Floral margins can deliver a measurable increase in yield of undamaged fruit. We found that by using flower margins in conventional orchards, farmers were able to significantly reduce damage by a problematic global pest: the rosy apple aphid.
The flower margins had palpable benefits including:
- A lower percentage of apple trees with aphid fruit damage (80% reduced to 48% in a year of severe infestation).
- The potential to gain approximately 2,400 kg/ha of undamaged fruit in a year of severe infestation.
- Reduced occurrence of fruit damage at distances up to 50 m from the orchard edge during a year of severe infestation, and from distances up to 10 m during a year of milder infestation.
- A reduced spread of rosy apple aphid on each infested apple tree (27% of shoots reduced to 18%).
What does this mean?
Flower strips are gaining interest in the agricultural world as a sustainable crop-protection tool. This research offers much-needed evidence that perennial flower strips can be a realistic, low maintenance tool to support natural pest control for sustainable fruit production and reduce reliance on chemical pest control.
Flower strips in crop fields can provide a haven for natural predators and parasites of pests, which in turn can minimise pest infestations.
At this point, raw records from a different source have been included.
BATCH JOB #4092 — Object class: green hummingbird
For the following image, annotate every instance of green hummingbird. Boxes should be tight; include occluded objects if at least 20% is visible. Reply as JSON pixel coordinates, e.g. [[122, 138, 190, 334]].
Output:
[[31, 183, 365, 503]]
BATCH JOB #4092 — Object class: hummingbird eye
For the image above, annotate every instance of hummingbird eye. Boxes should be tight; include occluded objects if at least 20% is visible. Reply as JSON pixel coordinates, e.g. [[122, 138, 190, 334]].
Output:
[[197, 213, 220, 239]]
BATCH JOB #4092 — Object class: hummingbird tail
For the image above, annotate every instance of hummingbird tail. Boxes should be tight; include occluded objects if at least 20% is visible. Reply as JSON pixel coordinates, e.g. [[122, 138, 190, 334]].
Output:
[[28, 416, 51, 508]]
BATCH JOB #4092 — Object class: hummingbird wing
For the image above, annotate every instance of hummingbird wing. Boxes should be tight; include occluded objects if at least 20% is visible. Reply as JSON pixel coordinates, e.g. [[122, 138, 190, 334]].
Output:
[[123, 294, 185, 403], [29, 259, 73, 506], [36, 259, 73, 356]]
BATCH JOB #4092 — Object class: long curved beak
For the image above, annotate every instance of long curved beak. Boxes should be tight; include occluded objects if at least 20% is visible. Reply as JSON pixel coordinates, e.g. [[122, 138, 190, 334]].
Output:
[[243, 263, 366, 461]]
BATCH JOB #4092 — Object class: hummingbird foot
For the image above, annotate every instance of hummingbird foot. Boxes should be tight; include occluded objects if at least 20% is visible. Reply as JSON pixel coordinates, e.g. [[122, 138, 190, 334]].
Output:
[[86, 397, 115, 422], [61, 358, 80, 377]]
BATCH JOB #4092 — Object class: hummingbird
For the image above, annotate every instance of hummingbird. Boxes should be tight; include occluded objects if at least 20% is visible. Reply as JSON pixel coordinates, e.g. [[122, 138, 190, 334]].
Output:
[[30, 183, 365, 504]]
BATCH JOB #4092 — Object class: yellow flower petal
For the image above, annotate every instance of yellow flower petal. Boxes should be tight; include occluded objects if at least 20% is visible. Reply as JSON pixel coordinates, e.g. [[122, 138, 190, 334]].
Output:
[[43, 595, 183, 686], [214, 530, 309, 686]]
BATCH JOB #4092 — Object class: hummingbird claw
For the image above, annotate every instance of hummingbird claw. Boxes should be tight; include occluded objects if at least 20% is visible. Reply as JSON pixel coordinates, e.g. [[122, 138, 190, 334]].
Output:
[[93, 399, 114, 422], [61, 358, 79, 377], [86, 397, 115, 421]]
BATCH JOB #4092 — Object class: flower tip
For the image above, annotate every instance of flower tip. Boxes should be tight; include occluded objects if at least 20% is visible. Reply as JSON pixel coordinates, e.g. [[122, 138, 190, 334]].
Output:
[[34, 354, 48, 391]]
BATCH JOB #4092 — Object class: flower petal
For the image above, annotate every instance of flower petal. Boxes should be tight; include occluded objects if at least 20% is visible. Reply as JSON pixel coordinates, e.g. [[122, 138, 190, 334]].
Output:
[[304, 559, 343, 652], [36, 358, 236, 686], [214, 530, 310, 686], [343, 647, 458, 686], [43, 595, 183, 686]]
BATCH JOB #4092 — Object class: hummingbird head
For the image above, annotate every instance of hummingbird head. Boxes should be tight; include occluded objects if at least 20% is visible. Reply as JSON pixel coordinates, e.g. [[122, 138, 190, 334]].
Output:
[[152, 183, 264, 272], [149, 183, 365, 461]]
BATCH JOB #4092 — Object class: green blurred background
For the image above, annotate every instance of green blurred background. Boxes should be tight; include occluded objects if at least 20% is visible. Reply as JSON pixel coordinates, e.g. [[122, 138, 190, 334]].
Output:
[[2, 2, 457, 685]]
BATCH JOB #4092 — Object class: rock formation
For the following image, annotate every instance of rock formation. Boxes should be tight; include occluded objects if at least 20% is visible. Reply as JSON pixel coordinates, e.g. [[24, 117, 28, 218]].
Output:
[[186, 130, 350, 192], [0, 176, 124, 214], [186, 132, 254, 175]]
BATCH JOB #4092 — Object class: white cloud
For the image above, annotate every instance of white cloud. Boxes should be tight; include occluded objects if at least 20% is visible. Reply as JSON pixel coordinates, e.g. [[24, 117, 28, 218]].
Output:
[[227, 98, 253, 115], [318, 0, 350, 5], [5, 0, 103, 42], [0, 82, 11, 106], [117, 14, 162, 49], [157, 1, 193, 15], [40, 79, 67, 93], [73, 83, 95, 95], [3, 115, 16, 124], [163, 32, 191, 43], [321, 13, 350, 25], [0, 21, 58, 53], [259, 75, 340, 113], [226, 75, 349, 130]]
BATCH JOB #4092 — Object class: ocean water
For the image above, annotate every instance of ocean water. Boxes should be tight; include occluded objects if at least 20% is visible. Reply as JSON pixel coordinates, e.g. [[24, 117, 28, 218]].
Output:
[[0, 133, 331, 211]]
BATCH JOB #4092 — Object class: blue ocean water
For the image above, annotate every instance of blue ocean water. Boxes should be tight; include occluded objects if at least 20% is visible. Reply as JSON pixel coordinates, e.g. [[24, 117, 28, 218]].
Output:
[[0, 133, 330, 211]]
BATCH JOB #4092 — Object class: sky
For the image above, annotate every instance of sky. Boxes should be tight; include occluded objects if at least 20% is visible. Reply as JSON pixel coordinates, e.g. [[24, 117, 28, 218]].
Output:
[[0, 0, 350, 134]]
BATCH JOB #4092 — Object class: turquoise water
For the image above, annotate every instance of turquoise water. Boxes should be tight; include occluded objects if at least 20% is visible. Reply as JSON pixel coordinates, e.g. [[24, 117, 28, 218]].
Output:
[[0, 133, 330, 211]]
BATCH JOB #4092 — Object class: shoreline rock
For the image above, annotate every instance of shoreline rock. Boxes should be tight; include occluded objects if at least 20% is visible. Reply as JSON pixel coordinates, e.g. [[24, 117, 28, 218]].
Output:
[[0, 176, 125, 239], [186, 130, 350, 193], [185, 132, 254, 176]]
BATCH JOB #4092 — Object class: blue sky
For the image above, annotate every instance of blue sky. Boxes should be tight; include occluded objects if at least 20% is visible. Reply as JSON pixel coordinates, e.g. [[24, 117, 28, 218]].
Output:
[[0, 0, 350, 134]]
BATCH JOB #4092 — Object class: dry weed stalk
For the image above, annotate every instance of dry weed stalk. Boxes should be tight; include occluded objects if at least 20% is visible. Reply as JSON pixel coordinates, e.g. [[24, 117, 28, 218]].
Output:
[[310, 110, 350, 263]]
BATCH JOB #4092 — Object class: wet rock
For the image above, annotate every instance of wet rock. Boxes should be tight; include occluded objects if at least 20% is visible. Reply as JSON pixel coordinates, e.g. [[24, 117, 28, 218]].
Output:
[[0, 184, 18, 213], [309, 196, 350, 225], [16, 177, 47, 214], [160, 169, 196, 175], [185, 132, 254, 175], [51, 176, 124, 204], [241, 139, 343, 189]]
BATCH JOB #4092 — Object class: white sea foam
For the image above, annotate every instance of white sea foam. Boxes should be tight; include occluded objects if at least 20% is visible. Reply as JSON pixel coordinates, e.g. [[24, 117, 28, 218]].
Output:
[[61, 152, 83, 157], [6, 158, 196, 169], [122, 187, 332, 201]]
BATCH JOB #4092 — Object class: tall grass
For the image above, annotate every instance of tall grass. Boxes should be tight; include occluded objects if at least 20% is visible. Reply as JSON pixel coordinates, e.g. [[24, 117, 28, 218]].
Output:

In addition they could provide benefits for pollination and biodiversity.
Management
The flower strips were 2-6 years-old and were sown with four low-growing fine grass species and 15 perennial flowering species. They were approximately 18 m across (1635 m2) and were cut short once annually. Our research suggests that for rosy apple aphid control, a single flower margin could be sufficient to sustainably aid suppression of the pest in orchards.